L’autosuffisance pour vivre et manger mieux

Par Marie-Catherine Goudreau
L’autosuffisance pour vivre et manger mieux

Lorsqu’on arrive au jardin de Simon Meloche-Goulet à Mont-Tremblant, il nous accueille chaleureusement, les pieds nus dans la terre, avec un enfant dans un bras et des champignons dans l’autre.

Dans sa vingtaine, Simon a descendu en vélo la côte ouest de l’Amérique du Nord jusqu’au Costa Rica. C’est un voyage qui l’a marqué et qui changé sa façon de voir son mode de vie. « Je suis passé des gros super-marchés américains, à des petites tiendas où l’on ne trouve pas plus que dix aliments. Pourtant, les personnes là-bas mangent super bien et sont capables de faire des plats extraordinaires avec cinq ingrédients seulement. »
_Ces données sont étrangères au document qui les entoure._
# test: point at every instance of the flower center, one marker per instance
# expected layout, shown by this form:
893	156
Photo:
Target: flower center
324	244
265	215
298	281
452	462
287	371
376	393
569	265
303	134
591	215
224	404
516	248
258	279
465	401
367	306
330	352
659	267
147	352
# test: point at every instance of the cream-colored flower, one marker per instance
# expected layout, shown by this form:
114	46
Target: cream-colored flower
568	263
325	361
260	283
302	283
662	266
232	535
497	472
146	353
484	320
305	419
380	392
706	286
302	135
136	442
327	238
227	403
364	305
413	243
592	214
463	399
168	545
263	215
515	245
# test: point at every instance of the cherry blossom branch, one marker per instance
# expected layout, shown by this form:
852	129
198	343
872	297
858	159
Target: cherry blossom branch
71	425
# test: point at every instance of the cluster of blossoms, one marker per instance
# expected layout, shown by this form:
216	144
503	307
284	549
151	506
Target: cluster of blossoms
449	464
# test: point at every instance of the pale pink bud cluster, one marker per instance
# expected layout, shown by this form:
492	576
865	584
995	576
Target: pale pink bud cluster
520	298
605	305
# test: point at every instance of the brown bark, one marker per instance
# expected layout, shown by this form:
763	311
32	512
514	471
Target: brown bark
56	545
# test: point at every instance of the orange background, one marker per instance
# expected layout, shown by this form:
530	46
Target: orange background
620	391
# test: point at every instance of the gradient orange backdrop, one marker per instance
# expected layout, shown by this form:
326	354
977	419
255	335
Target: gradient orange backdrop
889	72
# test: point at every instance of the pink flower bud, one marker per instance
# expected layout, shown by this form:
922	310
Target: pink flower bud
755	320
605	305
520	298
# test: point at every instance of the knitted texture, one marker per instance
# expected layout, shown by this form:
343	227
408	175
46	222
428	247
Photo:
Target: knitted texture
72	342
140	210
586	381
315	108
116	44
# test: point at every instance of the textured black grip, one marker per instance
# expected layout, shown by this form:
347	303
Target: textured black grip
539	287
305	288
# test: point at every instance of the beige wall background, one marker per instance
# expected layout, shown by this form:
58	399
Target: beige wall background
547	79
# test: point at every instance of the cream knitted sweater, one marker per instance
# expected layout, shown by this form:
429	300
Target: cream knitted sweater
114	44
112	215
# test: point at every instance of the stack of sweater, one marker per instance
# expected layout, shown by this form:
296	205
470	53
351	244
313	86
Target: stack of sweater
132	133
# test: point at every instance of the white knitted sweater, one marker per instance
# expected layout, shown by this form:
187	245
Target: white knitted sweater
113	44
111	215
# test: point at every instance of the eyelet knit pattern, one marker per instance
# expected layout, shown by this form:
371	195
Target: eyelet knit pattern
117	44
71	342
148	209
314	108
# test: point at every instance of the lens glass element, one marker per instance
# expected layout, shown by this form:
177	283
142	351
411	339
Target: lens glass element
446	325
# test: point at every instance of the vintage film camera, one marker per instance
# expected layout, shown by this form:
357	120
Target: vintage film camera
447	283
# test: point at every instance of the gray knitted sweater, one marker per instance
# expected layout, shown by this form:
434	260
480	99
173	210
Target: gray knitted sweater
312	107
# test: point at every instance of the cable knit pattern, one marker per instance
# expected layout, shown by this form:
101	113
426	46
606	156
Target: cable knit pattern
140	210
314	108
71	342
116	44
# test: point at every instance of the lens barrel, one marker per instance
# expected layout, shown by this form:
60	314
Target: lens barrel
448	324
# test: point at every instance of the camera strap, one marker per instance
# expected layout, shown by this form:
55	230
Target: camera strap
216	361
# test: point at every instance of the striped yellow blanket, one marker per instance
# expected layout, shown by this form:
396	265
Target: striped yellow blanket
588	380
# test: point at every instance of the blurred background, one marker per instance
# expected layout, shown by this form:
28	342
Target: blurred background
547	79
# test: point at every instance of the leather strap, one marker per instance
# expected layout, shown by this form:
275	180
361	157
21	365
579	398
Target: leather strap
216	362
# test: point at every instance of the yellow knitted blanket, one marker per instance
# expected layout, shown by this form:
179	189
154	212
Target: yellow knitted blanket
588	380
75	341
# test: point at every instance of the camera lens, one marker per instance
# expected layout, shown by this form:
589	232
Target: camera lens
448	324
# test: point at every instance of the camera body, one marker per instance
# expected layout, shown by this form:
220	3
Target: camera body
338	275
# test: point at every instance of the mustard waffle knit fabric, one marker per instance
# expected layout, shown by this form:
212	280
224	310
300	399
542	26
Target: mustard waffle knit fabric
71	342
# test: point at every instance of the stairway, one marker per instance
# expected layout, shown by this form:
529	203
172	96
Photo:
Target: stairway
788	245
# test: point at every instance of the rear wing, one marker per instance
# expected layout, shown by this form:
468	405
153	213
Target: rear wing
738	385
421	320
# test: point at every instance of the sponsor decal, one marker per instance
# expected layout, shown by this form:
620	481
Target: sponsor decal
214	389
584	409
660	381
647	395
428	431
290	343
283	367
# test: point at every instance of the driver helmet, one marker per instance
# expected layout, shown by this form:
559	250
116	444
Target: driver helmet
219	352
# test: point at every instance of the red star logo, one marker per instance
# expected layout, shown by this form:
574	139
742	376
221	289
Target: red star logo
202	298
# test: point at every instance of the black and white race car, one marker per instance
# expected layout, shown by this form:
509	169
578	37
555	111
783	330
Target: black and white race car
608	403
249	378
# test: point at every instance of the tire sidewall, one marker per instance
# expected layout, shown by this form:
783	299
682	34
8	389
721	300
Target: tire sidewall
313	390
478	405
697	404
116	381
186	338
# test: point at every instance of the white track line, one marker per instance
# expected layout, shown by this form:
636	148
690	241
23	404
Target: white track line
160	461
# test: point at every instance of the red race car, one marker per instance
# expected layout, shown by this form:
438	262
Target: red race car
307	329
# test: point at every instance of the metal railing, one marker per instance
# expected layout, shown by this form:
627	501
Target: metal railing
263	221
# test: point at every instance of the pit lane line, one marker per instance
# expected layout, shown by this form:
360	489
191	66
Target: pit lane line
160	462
Il a ensuite lu le livre « 100-Mile Diet » qui a changé sa vie. « Quand je suis revenu au Québec, je me suis mis à travailler sur une ferme dans les Laurentides et j’ai contacté les producteurs alentours. J’ai ouvert mon frigo et je me suis demandé « Est-ce qu’il y a ça ici? » et j’ai trié. » Selon lui, on peut très bien manger localement au Québec, et c’est plus facile qu’on le pense.

Remise en question

« C’est facile d’aller à l’épicerie et de ne pas se poser de questions. Mais il y a des coûts à ça, et je crois qu’on en est tous conscients, mais on ne veut pas le voir. » Se construire un réseau, acheter directement des producteurs : ces habitudes permettent de sauver des coûts, tout en étant bénéfiques pour les agriculteurs. « En achetant à l’épicerie, tu payes 15 personnes entre l’agriculteur et toi. L’agriculteur n’a pas eu un bon prix pour ses produits. S’il en a eu un, on va payer beaucoup », explique-t-il.

« Quand j’achète aux producteurs, ma bouffe a une histoire et une temporalité. » Par exemple, lorsque vient le temps des framboises, Simon commande une centaine de crêtes à un ami producteur, qui sont ensuite achetées par un groupe de personnes. « Je lui dit : « Quand c’est prêt et le prix que tu veux ! » Après ça, les gens viennent chez nous les chercher et tout le monde est content ! » En cherchant des produits, il se fait des amis, et c’est ce qu’il adore.

Plus forts en communauté

Il partage une terre avec 7 autres amis, qui ont des entreprises, comme SymbiOse Alimenterre et Jardin Cent Pépins, ou qui ont des jardins personnels. Simon utilise principalement ses légumes pour son restaurant La Cabane à Tuque.

« Quand j’achète aux producteurs, ma bouffe a une histoire et une temporalité. »

« C’est certain qu’au début, ça prend beaucoup de temps pour implanter, mais ensuite c’est quelque chose qui se fait tout seul. Et c’est du plaisir à partager ! » Il conserve ses aliments pour l’année de différentes méthodes : déshydratation, réfrigération, fermentation, etc.

Simon a aussi construit sa maison lui-même, avec de l’aide de plusieurs personnes. Tout le bois dans sa maison est celui qui était sur son terrain avant et les murs en chanvre permettent de garder la fraicheur durant l’été, et la chaleur durant l’hiver.

S’éloigner du métro-boulot-dodo

Pour subvenir à ses besoins, Simon a décidé de se lancer en restauration avec sa cabane à sucre végétarienne. « J’adore l’agriculture et être maraîcher. Mais c’est un vœu de pauvreté que tu fais », concède-t-il. Les légumes qu’il cultive sont donc transformés et mis en marché au restaurant et il peut se permettre de jardiner de manière « plus relaxe » le reste de l’année.

« Si je fais seulement un jardin pour gagner ma vie, ça m’amène à faire des choix plus capitalistes de légumes ou d’efforts, et ça dénature la raison pour laquelle je fais ça, qui est de me nourrir. »

La cabane à sucre se trouve dans la maison de Simon. Les deux dernières années ont été difficiles, car comme pour toutes les cabanes à sucre, les clients ne pouvaient pas venir manger sur place. « J’ai même aménagé un wigwam et installé des tables dans la forêt, mais même ça, ce n’était pas permis », explique-t-il. Selon lui, les alternatives ne sont pas écologiques et communautaires.